Callable debt is an umbrella term for any form of loan for which the outstanding interest and principal may be demanded, or called, for payment all at once in advance of the specified maturity date. The call feature of such items is typically exercised when there is concern that the borrowing party will be unable to fulfill its obligation to repay the principal and interest of a given loan.
A callable bond comprises what is called a call provision. This call provision is made known to prospective investors at the outset and gives the issuing entity the right to recall the bond and pay the holder a predetermined amount of money representative of, but usually less than, the remainder of all principal and interest payments. This is an instance in which the borrowing party makes the call on the bond out of concern that its financial position will not allow it to repay all interest and principal by the maturity date.
Callable loans function in a similar manner as callable bonds, with the exception that the lending party, as opposed to the borrowing party, bears the right to exercise the call provision.
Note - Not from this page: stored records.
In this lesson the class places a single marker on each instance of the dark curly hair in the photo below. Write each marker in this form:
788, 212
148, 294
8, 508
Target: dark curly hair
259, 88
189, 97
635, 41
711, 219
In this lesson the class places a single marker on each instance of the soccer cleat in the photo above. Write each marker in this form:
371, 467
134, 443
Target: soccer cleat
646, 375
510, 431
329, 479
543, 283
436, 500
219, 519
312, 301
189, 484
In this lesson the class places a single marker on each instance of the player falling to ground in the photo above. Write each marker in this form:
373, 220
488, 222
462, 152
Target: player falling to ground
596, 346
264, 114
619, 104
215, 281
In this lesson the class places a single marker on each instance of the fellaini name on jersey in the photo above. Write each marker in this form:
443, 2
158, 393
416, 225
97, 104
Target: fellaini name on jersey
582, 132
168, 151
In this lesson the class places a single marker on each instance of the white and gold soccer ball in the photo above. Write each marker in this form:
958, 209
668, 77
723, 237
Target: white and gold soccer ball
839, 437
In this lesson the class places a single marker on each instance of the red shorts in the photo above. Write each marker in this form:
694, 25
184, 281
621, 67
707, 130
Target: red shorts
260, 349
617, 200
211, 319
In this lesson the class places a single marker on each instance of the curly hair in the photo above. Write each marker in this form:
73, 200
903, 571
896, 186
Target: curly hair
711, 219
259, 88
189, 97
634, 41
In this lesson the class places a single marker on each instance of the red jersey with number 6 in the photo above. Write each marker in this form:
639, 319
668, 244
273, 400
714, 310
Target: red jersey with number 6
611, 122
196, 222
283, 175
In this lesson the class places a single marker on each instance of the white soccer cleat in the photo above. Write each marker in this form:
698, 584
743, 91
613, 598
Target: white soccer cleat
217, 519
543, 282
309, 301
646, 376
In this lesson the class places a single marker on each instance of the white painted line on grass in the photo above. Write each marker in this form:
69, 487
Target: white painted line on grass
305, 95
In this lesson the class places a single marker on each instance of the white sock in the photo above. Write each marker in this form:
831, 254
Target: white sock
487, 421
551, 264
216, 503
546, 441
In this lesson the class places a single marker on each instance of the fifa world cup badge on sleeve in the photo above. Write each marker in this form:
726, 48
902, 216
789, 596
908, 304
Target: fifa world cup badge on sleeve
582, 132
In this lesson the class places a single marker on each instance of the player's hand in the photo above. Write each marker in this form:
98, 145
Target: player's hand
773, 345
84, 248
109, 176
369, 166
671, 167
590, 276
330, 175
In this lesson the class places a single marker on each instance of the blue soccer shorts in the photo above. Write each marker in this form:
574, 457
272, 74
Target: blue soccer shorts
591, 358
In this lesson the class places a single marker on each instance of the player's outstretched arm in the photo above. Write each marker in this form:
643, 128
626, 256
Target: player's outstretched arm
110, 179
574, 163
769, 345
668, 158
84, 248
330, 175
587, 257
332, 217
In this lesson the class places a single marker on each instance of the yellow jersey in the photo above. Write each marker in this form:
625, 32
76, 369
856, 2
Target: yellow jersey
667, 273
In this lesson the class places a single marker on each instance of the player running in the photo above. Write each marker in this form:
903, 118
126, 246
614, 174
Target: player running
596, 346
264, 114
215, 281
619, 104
The presence of this provision is, again, clarified at the outset of the loan and may be exercised by the lender at will, provided that it is done within predetermined time constraints.
The applicable parties in callable debt arrangements normally exercise the call provision when it becomes questionable whether or not the borrowing party will have the solvency to repay the entirety of interest in principal within the time frame that remains until maturity. In the case of callable bonds, an issuer might exercise the provision following a decline in the prevailing level of interest rates, subsequently issuing new bonds at a lower, cheaper rate. Conversely, a rise in the prevailing level of interest rates might impel a lender to exercise the provision on a callable loan, and use the repaid funds to disburse a new loan at a higher interest rate.
The discretionary nature of the call provision is put in place to protect the lending party should it have reason to believe that it may not receive full repayment of interest and principal by maturity. For this reason, some are of the opinion that an ethical question exists as to whether or not the appropriate parties -- lender in the case of loans, issuers in the case of bonds -- are justified, should they exercise for reasons other than nonpayment risk. Others posit that since the call provision is understood by both parties from the start, the affected parties willingly assume this risk.
Other Types of Callable Items
In addition to loans and bonds, the call provision can also be applied to certificates of deposit as well as convertible bonds, whereby the call provision necessitates a compulsory conversion of the bond to shares of the issuer's stock at a predetermined price. Along the same lines, shares of both common and preferred stock may comprise a call provision, the exercise of which requires that holders redeem such shares in return for cash should the price reach a predetermined level in the market.